Background and Bankruptcy Filing

The debtors, Personal Communications Devices (PCD) and Personal Communications Devices Holdings, were wireless telecommunications companies that served as intermediaries between domestic wireless providers and international wireless accessories manufacturers, as distributors of wireless devices and accessories. The debtors' devices were sold with a comprehensive warranty that required PCD to provide certain repair services. PCD also offered repair and refurbishing services for wireless devices with expired warranties. Nearly all of these repair services were performed by two third-party vendors; KMT Wireless was one of these third-party vendors.

The debtors filed voluntary Chapter 11 petitions in August 2013, and their cases were jointly administered. In an effort to continue to honor customers' warranty repair services pending a sale of substantially all of their assets, the debtors filed a “customer programs motion” seeking to continue to maintain and administer their customer repair programs. In this motion, the debtors represented to the court that “certain third-party repair service vendors” were critical to the debtors' operations and to their ability to honor warranty claims and perform out-of-warranty repair and refurbishing services. Although the customer programs motion did not specifically identify KMT Wireless, there was no real disagreement about the fact that KMT Wireless: had been paid in full for its prepetition services to the debtors; had provided all the post-petition services it had been requested of the debtors to perform; and was paid for its post-petition services to the debtors.

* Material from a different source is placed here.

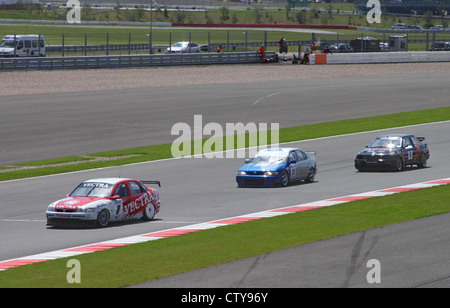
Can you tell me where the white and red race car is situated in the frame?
[46,178,161,227]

The court's order granting the customer programs motion authorized (but did not direct) the debtors to pay and honor prepetition obligations under the customer programs. The sale of the debtors' assets was approved in October 2013, and a liquidating plan was confirmed in April 2014.

Preference Action

In 2015, the trustee of the liquidating trust that had been created under the debtors' liquidating plan initiated an adversary proceeding against KMT Wireless seeking to avoid and recover alleged preferential transfers in the aggregate amount of $3,824,194.36.